Revenue from sales

• Aug 2nd 2006, 08:18 PM
pashah
Revenue from sales
Dave's revenue \$R on the sale of widgets is determined by the formula

R = 35x - x^2

His cost \$C for producing x widgets is given by the formula C = 5x + 30. For what values of x is Dave's profit positive?
• Aug 2nd 2006, 10:33 PM
CaptainBlack
Quote:

Originally Posted by pashah
Dave's revenue \$R on the sale of widgets is determined by the formula

R = 35x - x^2

His cost \$C for producing x widgets is given by the formula C = 5x + 30. For what values of x is Dave's profit positive?

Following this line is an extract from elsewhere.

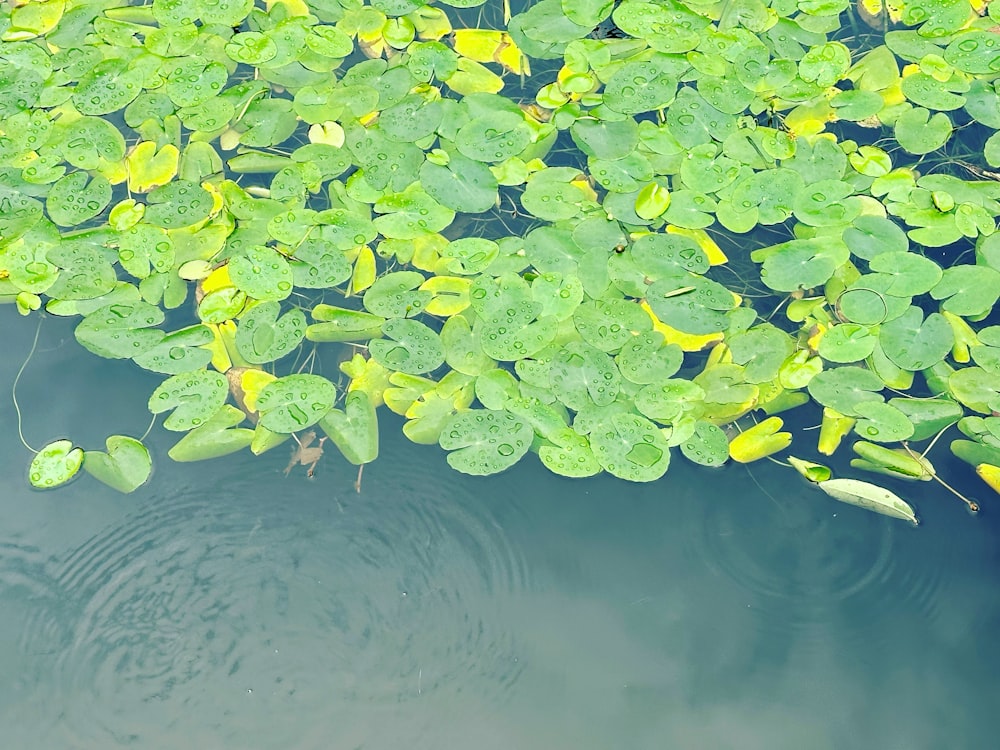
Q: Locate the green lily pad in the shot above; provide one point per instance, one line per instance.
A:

Profit is \$\displaystyle R-C\$ so the question is asking for what values of \$\displaystyle x\$ is:

\$\displaystyle
(35x-x^2)-(5x+30)=-x^2+30x-30 >0
\$

RonL
• Aug 2nd 2006, 10:37 PM
rgep
You need to determine the values of x for which C = 5x + 30 is less than R = 35x - x^2. The critical values of x for which C=R are the solutions to 35x - x^2 = 5x + 30, or x^2 - 30x + 30 = 0: these are 15 +- sqrt(195) or approximately 28.96 and 1.04. Since x has to be an integer the range of values for which C is less than R is 2 <= x <= 28.